Adobe Systems (ADBE) put up positive earnings numbers earlier this week, and while the impact was initially muted, the stock has bounced – it’s up just over 5% at the opening bell. But technology has been the early darling of this new bull market and valuations are high.
Is now the right time to be picking up more shares of this technology bellwether?
It shouldn’t have shocked anyone really. Adobe Systems is synonymous for high quality software. Ask anyone who has ever opened an Adobe acrobat file, or viewed an Abobe flash presentation. From individuals to organizations, you would be hard pressed to find one that doesn’t use Adobe products in one shape or another.
And that’s really the point behind this company.
As the dot.com meltdown faded, technology and software companies focused on specific products and market niches. The biggest software behemoth, Microsoft (NASDAQ: MSFT), focused on the programs and products of typical businesses: Outlook, Excel, Word.
Adobe’s tack was down the creative path. Creating programs that artists and designers couldn’t live without, they soon dominated their space. Adobe Photoshop, Illustrator and Dreamweaver are still the premiere programs for their markets.

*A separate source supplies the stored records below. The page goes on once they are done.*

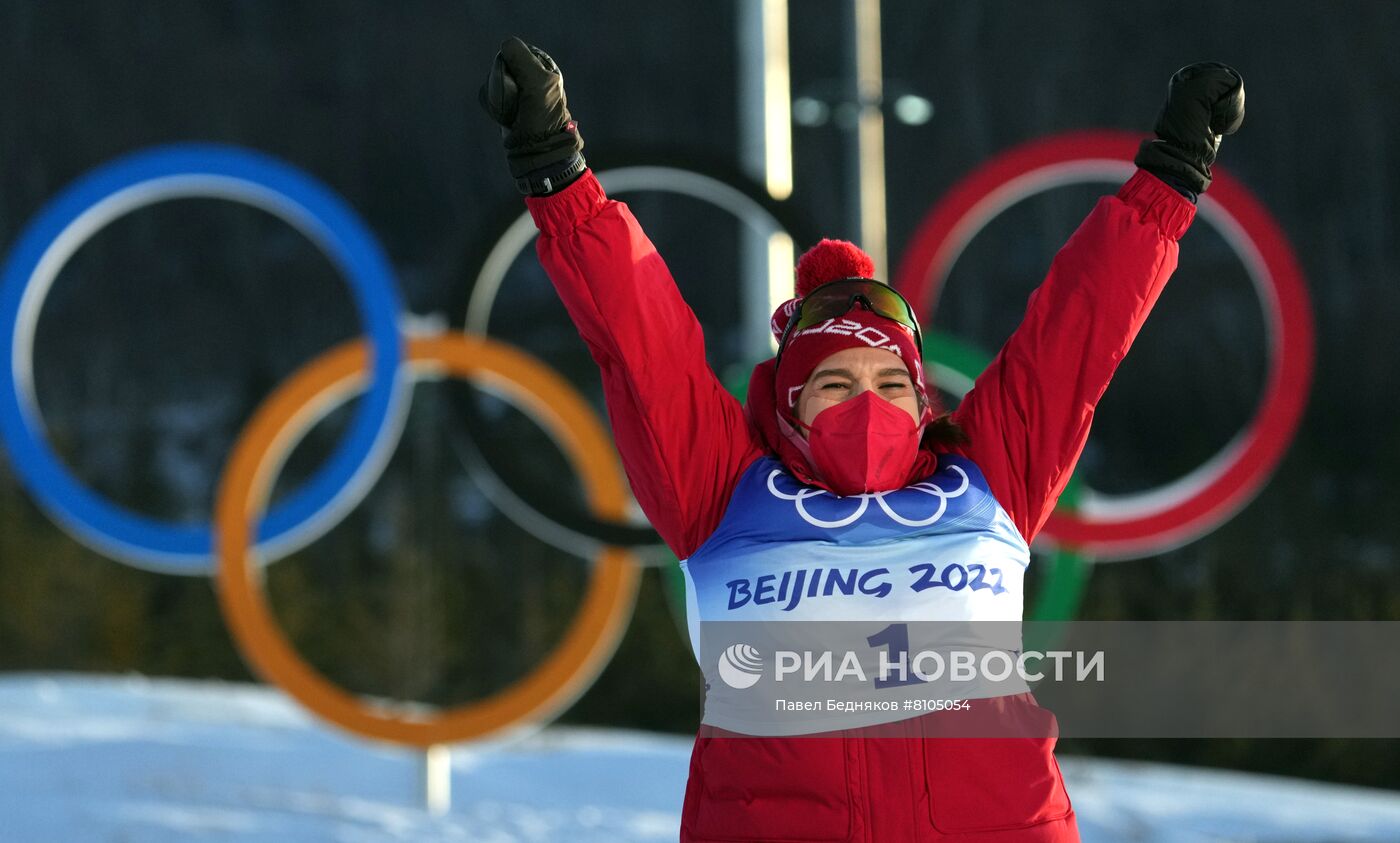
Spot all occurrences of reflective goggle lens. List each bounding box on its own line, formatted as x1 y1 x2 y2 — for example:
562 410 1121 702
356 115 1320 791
778 279 924 354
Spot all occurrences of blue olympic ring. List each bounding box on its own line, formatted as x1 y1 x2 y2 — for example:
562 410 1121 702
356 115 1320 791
0 144 407 574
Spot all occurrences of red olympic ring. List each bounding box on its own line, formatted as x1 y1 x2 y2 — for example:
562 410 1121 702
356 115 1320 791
895 130 1313 559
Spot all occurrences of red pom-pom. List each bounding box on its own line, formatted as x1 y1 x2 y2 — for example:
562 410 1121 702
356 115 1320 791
797 239 875 297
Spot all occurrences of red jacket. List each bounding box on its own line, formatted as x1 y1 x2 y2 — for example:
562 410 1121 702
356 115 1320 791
526 171 1196 843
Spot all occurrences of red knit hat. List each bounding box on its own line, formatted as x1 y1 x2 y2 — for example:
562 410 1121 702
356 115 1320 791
770 239 932 424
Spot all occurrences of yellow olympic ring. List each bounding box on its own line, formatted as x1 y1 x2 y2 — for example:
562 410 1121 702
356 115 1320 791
214 333 640 746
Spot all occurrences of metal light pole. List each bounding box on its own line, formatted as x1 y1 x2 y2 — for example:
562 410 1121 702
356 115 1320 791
847 0 889 279
736 0 797 360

For example, the images in our articles, and the creation of this website were done with the help from Adobe software. But their software hasn’t stopped at the realm of creatives and artists.
As security and web shenanigans have become more apparent, the security enabled by software like Adobe acrobat’s document reader has become greatly appreciated. Readers are unable to change or alter a document unless they have a code.

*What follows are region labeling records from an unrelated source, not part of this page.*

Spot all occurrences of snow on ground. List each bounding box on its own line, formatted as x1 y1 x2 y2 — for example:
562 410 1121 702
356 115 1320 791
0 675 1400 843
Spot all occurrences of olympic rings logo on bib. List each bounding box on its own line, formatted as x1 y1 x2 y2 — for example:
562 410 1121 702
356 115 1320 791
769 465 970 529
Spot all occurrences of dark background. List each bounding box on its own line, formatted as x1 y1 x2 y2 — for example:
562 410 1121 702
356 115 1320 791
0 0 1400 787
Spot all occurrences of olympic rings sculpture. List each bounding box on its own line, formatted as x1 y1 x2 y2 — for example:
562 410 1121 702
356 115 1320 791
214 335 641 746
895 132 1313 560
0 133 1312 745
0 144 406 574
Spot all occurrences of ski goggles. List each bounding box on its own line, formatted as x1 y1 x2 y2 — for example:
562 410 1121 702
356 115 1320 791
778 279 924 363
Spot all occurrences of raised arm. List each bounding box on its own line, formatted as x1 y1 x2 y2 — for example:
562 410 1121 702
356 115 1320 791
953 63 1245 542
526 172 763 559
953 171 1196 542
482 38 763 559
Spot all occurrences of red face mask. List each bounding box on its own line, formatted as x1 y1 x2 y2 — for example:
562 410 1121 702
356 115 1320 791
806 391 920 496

From insurance companies forms, to loan documents and countless other documents that require a certain level of protection Adobe has been quietly adopted as the software to use. This has given Adobe inroads beyond the arts-based companies.
Adobe’s Tight Control on Its Market
While originally some of the main programs were Apple (NASDAQ: AAPL) based programs, Adobe’s products can run on both Apple and Microsoft platforms.
Adobe keeps a tight lid on its software and the licensing for it. In the same way Apple is infamous for its secrecy over new products, Adobe could be known for its focus on product licenses and updates.
This focus on platform security has given them two main benefits.
One, it’s built a huge moat around the software from also-rans and knockoffs. Competitors simply can’t match the ease of use, the detail and the quality of the programs. It’s led to a domination of schools that teach all sorts of computer arts. Every new graphic design degree that rolls out is going to be trained on Adobe software.
Like Microsoft learned so painfully, when a computer system is in schools, those students will want those products after they leave. In Microsoft’s case, Apple had a huge edge on school coverage until the late 90s.
The second benefit has been to increase Adobe’s desirability – and as a result, its prices. Perhaps it was the early working with Apple that led the principals to a premium product instead of mass market prices. Regardless of whether it was an accidental cause or focused strategy, Adobe products are priced at a premium. Their design and web suites run in the thousands of dollars.
Which is a cost that businesses will pay to use the industry accepted software.
Adobe opened up just over 5% this morning as the market has finally digested the latest earnings reports and surprise expectations increase. But that should scare off long-term investors. We believe that over the next year Adobe still has a strong upside potential with a price target of $47-$50.
There might be some pullback and profit taking from this morning’s bounce, so investors might want to hold back a bit. But not too long – as we see this trend continuing upwards.
Disclosure: This author has no positions in the securities listed above.